Data Mining and Information Extraction for CiteSeerX and Friends

Talk by Prof. C. Lee Giles, Pennsylvania State University USA. It's at 14.30 - 15.30.


Cyberinfrastructure or e-science has become crucial in many areas of science where data access often defines scientific progress. Open source (OS) systems have greatly facilitated design and implementation and supporting cyberinfrastructure permitting the design of specialized integrated search engines and digital libraries which offer many opportunities for domain relevant information and knowledge extraction, such as citation extraction, automated indexing and ranking, chemical formulae search, table indexing, etc. We describe the open source SeerSuite architecture which is a modular, extensible system built on successful OS projects such as Lucene/Solr and discuss issues in building domain specific enterprise search and cyberinfrastructure for the sciences and academia. Because of the large amount of information crawled and/or search there are many scale problems in information extraction and data mining such as author and entity disambiguation, data extraction and ranking, etc. We highlight application domains with examples from computer science, CiteSeerX, and chemistry, ChemXSeer and related problem areas. Because such enterprise systems require unique information extraction approaches, several different machine learning methods, such as conditional random fields, support vector machines, mutual information based feature selection, sequence mining, etc. are critical for performance. We draw lessons for other e-science and cyberinfrastructure systems in terms of design, implementation and research and discuss future directions, systems and research.
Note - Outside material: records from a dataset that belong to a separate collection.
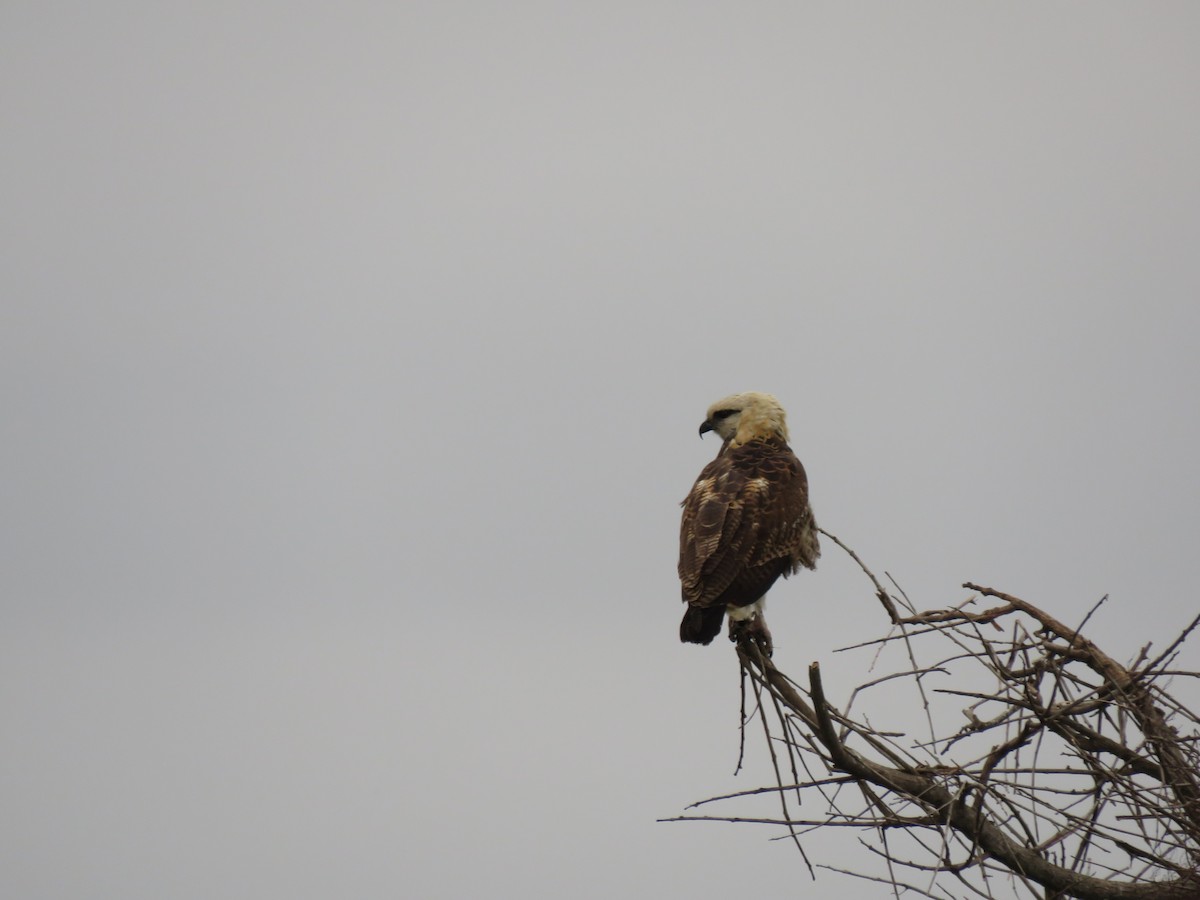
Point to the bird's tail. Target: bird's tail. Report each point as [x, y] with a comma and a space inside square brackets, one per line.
[701, 625]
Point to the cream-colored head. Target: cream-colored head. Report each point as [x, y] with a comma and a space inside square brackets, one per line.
[745, 417]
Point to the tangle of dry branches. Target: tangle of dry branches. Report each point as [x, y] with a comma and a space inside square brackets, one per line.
[1068, 775]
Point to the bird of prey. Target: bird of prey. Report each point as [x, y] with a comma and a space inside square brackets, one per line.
[745, 522]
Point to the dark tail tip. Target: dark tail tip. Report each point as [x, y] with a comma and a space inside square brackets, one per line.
[701, 625]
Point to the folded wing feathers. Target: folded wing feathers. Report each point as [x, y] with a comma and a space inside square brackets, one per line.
[748, 508]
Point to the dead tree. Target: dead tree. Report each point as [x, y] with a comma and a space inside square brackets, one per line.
[1068, 775]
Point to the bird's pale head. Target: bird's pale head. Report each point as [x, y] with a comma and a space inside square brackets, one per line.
[745, 417]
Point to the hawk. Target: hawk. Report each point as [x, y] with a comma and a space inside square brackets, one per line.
[745, 522]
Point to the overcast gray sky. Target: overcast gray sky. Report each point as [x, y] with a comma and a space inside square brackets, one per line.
[352, 363]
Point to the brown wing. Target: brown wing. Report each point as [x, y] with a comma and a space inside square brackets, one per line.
[745, 522]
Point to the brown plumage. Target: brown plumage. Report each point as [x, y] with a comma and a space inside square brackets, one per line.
[745, 522]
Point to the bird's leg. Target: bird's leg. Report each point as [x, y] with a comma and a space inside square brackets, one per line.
[754, 630]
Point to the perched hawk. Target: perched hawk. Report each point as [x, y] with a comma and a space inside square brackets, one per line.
[745, 522]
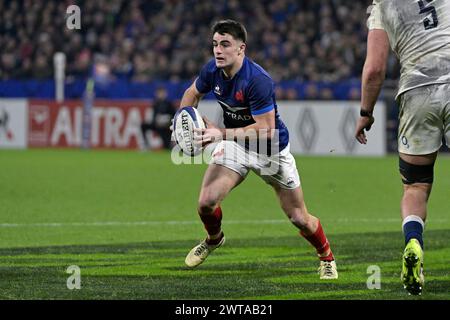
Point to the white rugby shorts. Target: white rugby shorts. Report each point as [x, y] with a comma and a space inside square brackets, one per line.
[279, 169]
[424, 119]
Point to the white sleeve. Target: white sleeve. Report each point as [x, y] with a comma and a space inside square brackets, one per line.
[374, 20]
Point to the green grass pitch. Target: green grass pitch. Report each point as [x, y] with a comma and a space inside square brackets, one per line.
[128, 219]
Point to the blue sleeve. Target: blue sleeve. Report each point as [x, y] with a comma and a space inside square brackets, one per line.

C. Lee Giles is the David Reese Professor at the College of Information Sciences and Technology at the Pennsylvania State University, USA. He is also graduate college Professor of Computer Science and Engineering, courtesy Professor of Supply Chain and Information Systems, and Director of the Intelligent Systems Research Laboratory. He has twice received the IBM Distinguished Faculty Award. He directs the Next Generation CiteSeer, CiteSeerx project and codirects the ChemxSeer project at Penn State. His current research interests are in intelligent information processing systems. He was one of the creators of the novel metasearch engines, Inquirus and Inquirus2. He was also one of the creators of the popular computer and information science search engine, CiteSeer, an autonomous citation indexing search engine and digital library, now hosted at the College of Information Sciences and Technology at Penn State University. He also created a niche search engine eBizSearch, a search engine for e-business documents, and, SMEALSearch, a search engine and digital library for academic business documents. He is very interested in cyberinfrastructure for science and the academy and is currently a codeveloper in the research and development of a portal and search tool for environmental chemistry, ChemxSeer. He prototyped a novel search engine for archaeology, ArchSeer, and also developed a new search engine for robots.txt, BotSeer, that indexed over 2 million robots.txt files. Currently, he is working on collaboration networks, CollabSeer, and citation recommendation, RefSeer. He has more than 300 publications with over 18,000 citations (one of the top 100 h-indexes in Computer Science). Several of his papers have won or been nominated for best paper awards and have been reprinted in edited collections. He has served or is currently serving on the editorial boards of IEEE Intelligent Systems, IEEE Transactions on Knowledge and Data Engineering, Machine Learning Journal, Computational Intelligence and Applications, IEEE Transactions on Neural Networks, Journal of Computational Intelligence in Finance, Journal of Parallel and Distributed Computing, Neural Networks, Neural Computation, and Academic Press. He is a Fellow of the ACM, a Fellow of the IEEE and a Fellow of the International Neural Network Society, and a member of AAAI and AAAS. More here:

Scientific Host: Christina Lioma, DIKU

The talk is open to all interested parties - admission is free. There will be cake in the kitchen at 24.05.49 after the talk, where you can meet the speaker.